Turn in classification output files (postprocessed to have the same format as the output of nbclassify), named spam.svm.out, sentiment.svm.out, spam.megam.out and sentiment.megam.out.

Part III

Finally, create a README.md for your hw1 project with any relevant information about your solution to part I and part II, disclosure of any source of information (besides this class, class notes and piazza discussions), and with answers to the following questions:

What are the precision, recall and F-score on the development data for your classifier in part I for each of the two datasets. Report precision, recall and F-score for each label.
What are the precision, recall and F-score for your classifier in part II for each of the two datasets. Report precision, recall and F-score for each label.
What happens exactly to precision, recall and F-score in each of the two tasks (on the development data) when only 10% of the training data is used to train the classifiers in part I and part II? Why do you think that is?

Grading

This assignment will be graded on a scale from 0 to 100 points, and will be worth 15% of your grade for the course. The number of points you are awarded will be based on the following formula:
HW1score = min(x₁⁵ × 60 + x₂³ × 30 + x₃ × 10 + x₄ × 10 + x₅ - p, 100),
where:
x₁ is the F-score of your classifier on the SPAM dataset,
x₂ is the F-score of your classifier on the Sentiment dataset,
x₃ is the F-score of your SPAM classifier from part II of the assignment (max(svm, maxent)),
x₄ is the F-score of your Sentiment classifier from part II of the assignment (max(svm, maxent)),
x₅ is your score on part III of the assignment,
p is a penalty for undesirable characteristics of your solution, including excessive time or space requirements (runs too slow, uses too much RAM or too much disk space), incorrect implementation, wasteful use of external resources (e.g. use of an external dictionary without any improvement in performance).

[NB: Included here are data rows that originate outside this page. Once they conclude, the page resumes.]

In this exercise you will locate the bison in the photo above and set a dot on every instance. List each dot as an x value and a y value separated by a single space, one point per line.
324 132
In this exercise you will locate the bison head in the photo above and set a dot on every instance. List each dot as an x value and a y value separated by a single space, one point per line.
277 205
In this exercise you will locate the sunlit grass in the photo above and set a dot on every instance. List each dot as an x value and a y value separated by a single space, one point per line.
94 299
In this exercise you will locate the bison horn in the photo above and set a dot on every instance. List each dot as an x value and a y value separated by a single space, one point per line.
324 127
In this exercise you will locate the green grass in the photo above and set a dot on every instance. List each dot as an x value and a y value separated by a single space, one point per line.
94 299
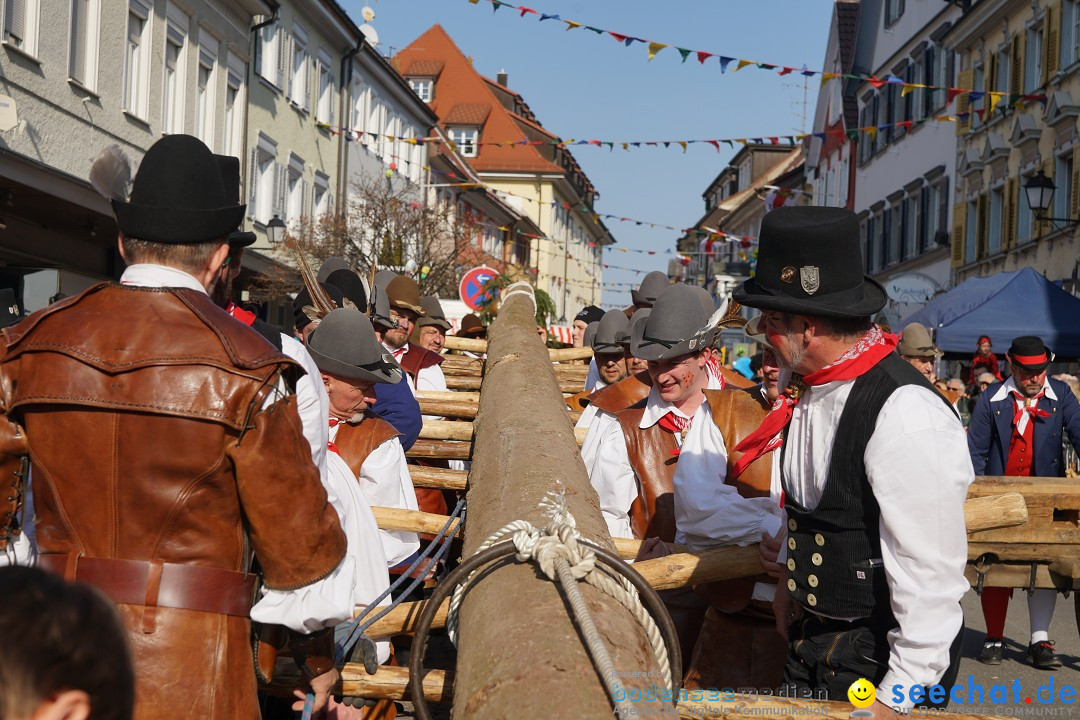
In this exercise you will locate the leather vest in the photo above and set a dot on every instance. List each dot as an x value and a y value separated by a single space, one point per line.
621 395
355 443
738 412
652 454
417 358
143 412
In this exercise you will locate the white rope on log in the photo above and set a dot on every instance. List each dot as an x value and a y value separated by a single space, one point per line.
555 549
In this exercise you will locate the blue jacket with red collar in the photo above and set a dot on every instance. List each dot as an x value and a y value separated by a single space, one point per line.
990 430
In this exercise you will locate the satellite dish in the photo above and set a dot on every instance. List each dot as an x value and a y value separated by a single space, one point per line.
9 113
369 35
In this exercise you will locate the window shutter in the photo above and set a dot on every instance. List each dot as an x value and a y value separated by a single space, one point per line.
1052 23
963 103
1016 71
959 217
252 179
79 21
1075 200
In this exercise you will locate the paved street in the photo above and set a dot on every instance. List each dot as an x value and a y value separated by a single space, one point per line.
1063 630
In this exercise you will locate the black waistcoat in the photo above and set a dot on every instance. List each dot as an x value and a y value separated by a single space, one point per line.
834 551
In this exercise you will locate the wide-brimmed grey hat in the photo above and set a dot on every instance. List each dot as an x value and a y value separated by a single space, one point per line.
638 316
672 327
432 313
586 339
915 342
329 265
345 345
609 330
650 288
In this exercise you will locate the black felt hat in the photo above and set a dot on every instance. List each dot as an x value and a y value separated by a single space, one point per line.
1030 353
810 262
672 327
178 195
345 345
229 167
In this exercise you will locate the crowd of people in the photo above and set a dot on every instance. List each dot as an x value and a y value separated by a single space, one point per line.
165 449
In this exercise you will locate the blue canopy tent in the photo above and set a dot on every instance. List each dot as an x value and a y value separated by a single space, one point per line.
1003 307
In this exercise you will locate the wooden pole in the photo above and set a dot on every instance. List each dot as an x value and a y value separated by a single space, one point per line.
520 652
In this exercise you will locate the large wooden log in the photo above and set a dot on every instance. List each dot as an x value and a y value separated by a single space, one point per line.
520 653
440 478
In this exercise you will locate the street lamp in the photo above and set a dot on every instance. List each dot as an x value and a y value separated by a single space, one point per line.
275 230
1040 197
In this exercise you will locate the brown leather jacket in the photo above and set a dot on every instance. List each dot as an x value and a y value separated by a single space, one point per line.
652 453
158 465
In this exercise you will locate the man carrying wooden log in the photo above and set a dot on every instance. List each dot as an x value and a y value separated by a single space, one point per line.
635 457
1016 430
873 474
738 646
167 535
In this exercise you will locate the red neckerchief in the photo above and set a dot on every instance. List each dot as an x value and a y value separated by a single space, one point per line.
871 350
329 444
1031 407
244 316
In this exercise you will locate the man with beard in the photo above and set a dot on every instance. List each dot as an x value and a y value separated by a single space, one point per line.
1016 431
635 457
109 384
874 581
431 327
610 357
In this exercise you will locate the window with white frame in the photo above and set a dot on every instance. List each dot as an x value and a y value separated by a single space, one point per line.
261 198
172 93
206 90
299 93
1033 59
324 111
321 194
137 59
268 54
294 209
82 56
237 70
424 87
21 25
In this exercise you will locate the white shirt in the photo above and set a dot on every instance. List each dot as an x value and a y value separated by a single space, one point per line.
386 483
327 601
609 469
918 466
362 574
591 410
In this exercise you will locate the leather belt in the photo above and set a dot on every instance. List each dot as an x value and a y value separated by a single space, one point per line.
157 584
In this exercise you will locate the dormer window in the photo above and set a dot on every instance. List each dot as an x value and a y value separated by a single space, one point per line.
466 137
424 87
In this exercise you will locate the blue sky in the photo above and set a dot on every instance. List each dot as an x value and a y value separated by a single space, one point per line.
584 85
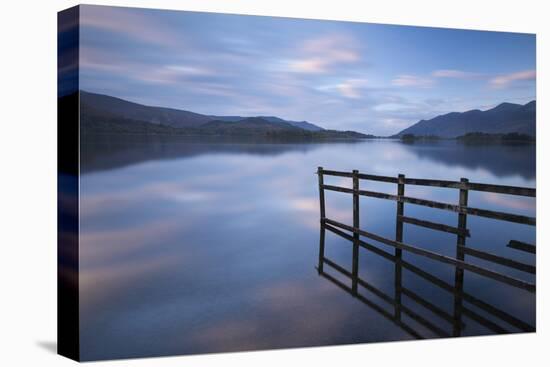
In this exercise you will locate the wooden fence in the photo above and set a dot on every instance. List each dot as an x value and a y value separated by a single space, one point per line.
356 235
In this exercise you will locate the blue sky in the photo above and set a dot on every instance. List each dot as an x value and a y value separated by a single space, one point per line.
371 78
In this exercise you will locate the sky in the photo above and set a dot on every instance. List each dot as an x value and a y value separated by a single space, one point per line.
372 78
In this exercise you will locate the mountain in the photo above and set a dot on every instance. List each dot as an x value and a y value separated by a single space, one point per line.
102 114
504 118
114 106
300 124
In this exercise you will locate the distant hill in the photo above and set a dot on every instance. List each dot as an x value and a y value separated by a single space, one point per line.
114 106
102 114
301 124
503 119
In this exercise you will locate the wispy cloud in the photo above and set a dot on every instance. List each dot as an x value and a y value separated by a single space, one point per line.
455 74
349 88
406 80
503 81
130 23
319 55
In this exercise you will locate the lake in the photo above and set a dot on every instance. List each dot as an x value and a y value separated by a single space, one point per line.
211 246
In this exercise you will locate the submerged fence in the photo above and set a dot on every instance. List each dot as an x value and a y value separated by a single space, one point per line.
354 234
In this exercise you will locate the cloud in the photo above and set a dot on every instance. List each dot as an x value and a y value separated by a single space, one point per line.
504 80
128 22
406 80
319 55
456 74
350 88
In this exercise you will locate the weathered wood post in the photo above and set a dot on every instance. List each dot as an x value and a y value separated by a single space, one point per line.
399 238
355 264
460 243
321 220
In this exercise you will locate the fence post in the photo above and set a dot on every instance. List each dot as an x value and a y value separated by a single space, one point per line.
355 264
460 243
399 238
321 221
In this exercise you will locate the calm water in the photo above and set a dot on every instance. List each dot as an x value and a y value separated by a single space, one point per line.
191 247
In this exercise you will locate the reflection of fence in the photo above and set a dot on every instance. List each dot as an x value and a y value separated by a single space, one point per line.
354 233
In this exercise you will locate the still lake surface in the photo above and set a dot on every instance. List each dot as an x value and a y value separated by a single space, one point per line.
196 247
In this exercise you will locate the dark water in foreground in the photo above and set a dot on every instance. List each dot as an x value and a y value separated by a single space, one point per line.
190 247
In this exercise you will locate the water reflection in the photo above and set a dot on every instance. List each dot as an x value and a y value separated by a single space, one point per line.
196 247
404 316
500 159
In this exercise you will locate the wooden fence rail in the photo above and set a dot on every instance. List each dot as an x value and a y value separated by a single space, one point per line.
461 230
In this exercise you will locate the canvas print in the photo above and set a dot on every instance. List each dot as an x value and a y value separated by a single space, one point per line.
234 183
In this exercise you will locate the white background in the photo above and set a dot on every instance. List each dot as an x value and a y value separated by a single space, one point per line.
28 182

Important information on collaboration and external resources

DO NOT look for any kind of help on the web
PLEASE DO discuss any issues you have on our Piazza board
This is an individual assignment. You may NOT work in teams or collaborate informally with other students in the class or anyone else. You must be the sole author of 100% of the code and writing you turn in.
You may NOT use any code you find online or anywhere else. You may NOT turn in any material you did not create. This applies to code, writing, and anything else you turn in
If do receive any external help or use any code (even one line!) you did not write yourself specifically for this assignment, you MUST note this explicitly in your code AND in your write-up.
Failing to comply with these guidelines will result in a grade of zero for the project. All cases of cheating or academic dishonesty will be dealt with according to University policy.